Because every Black man was suspect during this period, many of them were arrested and detained in areas as far away as Chicago. White citizens began masquerading as police to murder Black men, unleashing a “reign of terror” on top of the prevailing Jim Crow injustice.
These events were, as Morrison stated, the pretext for arresting anyone that the white elite considered trouble.
Six weeks later, the survivor pointed Peterson out as he was walking down the road. All she had to say was “that’s him,” and the man was interrogated by her family and held at gunpoint until the police arrived.
Although Peterson was unemployed, disabled, had no criminal record and bore no resemblance to the description of the murderer beyond his race, he was indicted and jailed immediately.
As a result, the manhunt grew from 240 people to 1,500, and, eventually, Peterson was shot during questioning. He lived just long enough to stand trial in two corrupt courts—an “extrajudicial lynching.”
The activism from the Black community, including the NAACP and its allies from the Communist Party, was extremely pronounced. However, Morrison vividly remembered her father describing his pastor as being one of the most influential people in this movement; according to him, this push for Peterson’s freedom opened his eyes, and it was one of the reasons for his eventual interest in Black writers and activists.
The memory that was “intended to be an indictment of white supremacy” only replicated it. In her father’s centering of white people and ignorance toward white vigilante violence, he made Black friends, neighbors and organizations seem largely unimportant.
Although Peterson’s story prompted her father’s activism and then hers, she was aware of the legacies that stories like this can leave—ones that embrace the myth of the white savior.

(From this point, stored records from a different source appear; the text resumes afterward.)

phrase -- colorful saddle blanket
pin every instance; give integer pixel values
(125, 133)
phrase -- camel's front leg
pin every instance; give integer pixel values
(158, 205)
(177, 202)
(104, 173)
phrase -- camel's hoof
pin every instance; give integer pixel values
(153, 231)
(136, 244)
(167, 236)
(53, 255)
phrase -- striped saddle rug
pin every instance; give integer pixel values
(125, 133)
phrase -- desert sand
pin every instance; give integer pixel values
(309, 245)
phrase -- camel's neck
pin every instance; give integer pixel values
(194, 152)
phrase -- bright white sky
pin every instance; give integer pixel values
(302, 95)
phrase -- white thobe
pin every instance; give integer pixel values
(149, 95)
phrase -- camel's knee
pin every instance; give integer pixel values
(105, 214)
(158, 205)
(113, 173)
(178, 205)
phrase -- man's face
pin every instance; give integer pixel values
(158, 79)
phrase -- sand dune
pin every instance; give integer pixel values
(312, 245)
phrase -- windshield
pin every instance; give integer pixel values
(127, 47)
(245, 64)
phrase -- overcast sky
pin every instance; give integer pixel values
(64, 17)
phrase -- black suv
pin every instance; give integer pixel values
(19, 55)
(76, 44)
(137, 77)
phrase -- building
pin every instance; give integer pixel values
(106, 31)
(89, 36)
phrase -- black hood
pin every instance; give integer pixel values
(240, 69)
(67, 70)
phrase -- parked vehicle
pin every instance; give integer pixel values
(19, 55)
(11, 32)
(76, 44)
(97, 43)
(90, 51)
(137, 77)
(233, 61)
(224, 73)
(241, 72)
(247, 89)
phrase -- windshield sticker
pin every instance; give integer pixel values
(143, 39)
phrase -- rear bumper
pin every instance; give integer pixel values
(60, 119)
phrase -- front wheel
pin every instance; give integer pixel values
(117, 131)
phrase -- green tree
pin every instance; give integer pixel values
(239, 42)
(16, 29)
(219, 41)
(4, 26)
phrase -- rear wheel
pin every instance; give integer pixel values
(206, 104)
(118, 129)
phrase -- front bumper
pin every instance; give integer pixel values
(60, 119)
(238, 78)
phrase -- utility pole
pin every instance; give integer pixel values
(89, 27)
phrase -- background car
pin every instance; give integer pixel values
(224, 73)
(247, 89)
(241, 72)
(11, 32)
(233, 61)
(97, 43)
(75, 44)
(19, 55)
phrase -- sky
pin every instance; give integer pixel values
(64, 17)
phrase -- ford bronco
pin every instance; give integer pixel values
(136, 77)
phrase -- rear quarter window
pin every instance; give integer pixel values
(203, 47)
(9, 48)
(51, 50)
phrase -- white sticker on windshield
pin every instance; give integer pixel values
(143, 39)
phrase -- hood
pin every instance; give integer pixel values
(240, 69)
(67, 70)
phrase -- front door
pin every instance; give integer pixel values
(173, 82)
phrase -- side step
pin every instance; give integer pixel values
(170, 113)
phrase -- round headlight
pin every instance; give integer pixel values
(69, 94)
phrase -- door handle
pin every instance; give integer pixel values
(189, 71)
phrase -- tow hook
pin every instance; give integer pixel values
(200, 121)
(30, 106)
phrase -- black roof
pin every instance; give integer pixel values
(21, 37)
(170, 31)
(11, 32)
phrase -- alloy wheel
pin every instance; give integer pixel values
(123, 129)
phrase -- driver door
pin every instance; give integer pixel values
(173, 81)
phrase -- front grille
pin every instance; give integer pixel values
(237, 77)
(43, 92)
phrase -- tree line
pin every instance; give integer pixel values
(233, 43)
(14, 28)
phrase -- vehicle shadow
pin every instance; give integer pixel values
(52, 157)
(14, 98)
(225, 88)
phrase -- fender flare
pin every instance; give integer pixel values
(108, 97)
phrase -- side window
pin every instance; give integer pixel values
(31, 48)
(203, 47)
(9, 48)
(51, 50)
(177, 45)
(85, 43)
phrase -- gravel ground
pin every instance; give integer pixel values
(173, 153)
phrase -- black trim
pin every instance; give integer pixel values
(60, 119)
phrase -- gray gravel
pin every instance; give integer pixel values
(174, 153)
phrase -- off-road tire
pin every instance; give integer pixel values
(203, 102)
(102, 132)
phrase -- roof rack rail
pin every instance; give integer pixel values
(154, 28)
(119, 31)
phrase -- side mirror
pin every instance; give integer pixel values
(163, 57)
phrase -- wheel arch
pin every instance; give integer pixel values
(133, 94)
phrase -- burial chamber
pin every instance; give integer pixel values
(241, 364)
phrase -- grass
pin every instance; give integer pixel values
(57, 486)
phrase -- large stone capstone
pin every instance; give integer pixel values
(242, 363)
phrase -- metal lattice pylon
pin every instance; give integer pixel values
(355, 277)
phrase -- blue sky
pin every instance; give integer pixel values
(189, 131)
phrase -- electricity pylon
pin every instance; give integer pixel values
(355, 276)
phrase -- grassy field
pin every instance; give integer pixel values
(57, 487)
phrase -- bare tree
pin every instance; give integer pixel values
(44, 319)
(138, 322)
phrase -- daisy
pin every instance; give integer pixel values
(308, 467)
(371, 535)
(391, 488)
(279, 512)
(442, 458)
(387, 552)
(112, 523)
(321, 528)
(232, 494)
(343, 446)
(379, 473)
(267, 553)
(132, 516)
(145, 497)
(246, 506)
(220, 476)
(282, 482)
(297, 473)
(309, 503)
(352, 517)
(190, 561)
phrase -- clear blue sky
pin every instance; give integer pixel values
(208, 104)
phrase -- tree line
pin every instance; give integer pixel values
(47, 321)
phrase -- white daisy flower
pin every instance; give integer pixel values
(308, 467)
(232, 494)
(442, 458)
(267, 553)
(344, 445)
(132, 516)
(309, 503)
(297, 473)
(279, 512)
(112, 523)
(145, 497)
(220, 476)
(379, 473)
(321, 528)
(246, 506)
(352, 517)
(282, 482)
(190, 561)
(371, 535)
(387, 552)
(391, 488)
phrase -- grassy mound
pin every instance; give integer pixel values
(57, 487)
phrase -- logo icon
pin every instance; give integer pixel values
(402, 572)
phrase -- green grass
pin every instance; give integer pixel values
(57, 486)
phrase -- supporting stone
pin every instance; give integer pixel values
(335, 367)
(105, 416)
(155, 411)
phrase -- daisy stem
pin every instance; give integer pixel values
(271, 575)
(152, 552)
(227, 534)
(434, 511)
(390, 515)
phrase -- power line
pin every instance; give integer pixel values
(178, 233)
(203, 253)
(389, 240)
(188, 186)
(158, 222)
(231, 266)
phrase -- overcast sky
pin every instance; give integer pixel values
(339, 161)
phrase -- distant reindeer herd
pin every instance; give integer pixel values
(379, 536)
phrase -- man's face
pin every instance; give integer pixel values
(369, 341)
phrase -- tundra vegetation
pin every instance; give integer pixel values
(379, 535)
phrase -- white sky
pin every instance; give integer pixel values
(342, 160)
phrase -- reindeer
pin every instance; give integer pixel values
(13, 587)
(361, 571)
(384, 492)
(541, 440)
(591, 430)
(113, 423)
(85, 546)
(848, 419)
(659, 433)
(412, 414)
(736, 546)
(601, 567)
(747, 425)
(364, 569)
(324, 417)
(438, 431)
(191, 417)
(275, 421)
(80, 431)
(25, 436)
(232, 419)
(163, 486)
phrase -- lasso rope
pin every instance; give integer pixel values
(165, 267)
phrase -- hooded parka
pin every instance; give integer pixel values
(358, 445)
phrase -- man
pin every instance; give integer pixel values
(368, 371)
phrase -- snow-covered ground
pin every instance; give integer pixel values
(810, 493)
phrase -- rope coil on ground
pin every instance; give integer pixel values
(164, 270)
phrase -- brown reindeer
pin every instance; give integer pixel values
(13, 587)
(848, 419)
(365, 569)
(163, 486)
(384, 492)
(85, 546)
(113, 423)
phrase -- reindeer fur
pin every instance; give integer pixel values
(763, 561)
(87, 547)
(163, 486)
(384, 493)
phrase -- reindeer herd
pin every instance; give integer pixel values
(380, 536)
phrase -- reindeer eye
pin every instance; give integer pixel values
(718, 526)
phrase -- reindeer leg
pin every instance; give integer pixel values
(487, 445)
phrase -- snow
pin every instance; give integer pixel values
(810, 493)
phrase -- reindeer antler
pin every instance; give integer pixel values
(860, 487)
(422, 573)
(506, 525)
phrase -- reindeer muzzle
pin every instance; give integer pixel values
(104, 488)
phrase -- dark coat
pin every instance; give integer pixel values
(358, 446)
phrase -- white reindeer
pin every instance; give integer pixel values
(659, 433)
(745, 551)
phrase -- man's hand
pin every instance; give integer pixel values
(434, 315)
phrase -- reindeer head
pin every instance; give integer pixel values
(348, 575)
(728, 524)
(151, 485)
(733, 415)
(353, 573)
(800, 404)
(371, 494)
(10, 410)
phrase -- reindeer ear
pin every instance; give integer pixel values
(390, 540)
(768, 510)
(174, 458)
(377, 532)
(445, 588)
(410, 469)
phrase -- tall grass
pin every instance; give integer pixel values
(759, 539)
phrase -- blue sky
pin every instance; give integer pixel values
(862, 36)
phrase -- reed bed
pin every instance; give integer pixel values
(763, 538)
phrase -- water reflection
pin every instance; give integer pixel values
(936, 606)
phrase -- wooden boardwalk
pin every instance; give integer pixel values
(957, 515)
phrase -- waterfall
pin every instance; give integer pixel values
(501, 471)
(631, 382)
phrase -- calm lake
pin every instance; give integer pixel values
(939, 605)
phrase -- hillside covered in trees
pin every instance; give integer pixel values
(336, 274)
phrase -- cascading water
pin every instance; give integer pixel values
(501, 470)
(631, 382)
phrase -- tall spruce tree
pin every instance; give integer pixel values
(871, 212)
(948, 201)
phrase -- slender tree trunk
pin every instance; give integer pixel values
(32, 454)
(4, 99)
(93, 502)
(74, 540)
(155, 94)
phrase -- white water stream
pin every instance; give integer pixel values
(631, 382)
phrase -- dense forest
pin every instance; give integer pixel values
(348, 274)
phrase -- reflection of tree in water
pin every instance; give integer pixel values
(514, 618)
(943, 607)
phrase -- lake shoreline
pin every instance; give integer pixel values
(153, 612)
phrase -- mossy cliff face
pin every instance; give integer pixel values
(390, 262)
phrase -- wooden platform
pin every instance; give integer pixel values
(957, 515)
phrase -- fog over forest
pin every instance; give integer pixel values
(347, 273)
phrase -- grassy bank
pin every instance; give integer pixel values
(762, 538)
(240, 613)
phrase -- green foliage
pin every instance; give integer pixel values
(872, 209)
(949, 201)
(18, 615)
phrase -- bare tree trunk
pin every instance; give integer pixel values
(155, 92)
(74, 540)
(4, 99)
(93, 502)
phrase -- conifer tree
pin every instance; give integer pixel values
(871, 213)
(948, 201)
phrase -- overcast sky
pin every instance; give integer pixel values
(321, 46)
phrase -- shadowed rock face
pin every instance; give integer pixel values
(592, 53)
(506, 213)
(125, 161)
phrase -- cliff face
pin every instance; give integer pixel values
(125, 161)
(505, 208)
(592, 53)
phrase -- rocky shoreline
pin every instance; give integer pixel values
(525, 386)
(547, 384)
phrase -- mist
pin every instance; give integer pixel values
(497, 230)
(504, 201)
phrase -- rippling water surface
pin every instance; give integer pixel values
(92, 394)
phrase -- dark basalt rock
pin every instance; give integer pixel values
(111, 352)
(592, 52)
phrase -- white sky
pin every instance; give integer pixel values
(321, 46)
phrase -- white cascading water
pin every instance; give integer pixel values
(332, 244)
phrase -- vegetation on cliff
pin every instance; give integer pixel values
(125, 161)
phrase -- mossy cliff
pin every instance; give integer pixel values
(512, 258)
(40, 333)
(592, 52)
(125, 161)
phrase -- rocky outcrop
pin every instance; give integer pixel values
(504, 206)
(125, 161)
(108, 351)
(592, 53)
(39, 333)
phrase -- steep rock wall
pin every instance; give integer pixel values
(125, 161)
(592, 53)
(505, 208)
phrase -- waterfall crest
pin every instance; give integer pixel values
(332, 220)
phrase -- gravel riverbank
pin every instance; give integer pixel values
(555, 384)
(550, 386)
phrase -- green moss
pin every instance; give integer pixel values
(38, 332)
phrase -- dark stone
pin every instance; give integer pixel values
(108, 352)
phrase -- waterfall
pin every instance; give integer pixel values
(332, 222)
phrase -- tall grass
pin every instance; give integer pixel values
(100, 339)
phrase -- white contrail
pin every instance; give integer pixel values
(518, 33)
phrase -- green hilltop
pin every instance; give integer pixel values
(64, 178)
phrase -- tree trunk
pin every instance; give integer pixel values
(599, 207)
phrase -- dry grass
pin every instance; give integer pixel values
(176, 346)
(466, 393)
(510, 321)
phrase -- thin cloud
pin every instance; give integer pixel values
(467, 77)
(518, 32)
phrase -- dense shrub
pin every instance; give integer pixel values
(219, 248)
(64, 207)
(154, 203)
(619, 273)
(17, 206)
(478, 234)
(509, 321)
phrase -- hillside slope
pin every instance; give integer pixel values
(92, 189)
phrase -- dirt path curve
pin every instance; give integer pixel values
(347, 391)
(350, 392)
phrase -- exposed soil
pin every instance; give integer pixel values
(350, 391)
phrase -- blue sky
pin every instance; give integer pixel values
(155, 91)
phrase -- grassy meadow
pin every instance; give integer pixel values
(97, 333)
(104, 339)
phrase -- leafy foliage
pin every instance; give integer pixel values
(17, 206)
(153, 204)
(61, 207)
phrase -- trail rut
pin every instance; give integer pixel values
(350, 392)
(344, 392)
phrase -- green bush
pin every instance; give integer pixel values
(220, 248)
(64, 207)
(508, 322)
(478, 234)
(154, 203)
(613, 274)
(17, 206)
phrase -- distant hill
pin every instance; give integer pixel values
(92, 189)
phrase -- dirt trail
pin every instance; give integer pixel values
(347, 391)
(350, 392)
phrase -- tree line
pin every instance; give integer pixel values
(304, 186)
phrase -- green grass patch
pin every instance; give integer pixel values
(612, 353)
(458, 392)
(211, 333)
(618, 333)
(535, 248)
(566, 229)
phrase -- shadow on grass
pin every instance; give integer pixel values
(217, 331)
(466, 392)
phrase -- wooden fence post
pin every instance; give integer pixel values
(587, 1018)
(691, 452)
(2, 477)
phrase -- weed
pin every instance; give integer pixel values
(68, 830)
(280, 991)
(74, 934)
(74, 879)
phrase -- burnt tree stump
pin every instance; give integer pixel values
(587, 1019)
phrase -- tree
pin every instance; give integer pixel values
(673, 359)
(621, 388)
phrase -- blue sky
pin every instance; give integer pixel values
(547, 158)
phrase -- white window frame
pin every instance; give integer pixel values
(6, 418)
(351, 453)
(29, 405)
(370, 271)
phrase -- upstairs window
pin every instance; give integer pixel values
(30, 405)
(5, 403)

In her afterward, she wrote the following:
“We who are white must always critically interrogate the stories we have inherited from our forebearers, even those that have inspired our passion for justice, because white Americans remain largely ignorant about the manifold organizations, movements and uprisings led by people of color that resisted racism in every region and every era of this nation’s history.”
“The white savior myth not only masks the rich history of resistance and reform; it diverts attention from the real work that white people need to do in collaboration with people of color.”
Dr. Kathryn King, coalition coleader of Montevallo’s ongoing Community Remembrance Project, encapsulated this moment best: “Morrison’s work is inspirational for anyone with eyes to see, ears to hear. Her passion for social justice, an honesty that comes from long self-examination, the courage to share vulnerable parts of herself – these qualities give her a credibility that is pretty unusual, I think. I noticed that Black students were eager to talk with her; she seemed to speak truth to them. She spoke truth to me, too.”
“As a white woman, I found myself reflecting on ways my whiteness and white privilege have shaped my life. Why in the world did I think that growing up in all-white midwestern suburbs allowed me to escape racism,” added King.
“I was reminded that I need to confront my own investment in racism, even as I work with Black folks to acknowledge suppressed parts of our history – the ugly and painful parts, the racial terror that has damaged so many and that just won’t go away. But her message is one of hope: we can do this. And challenge: so, let’s get on with it.”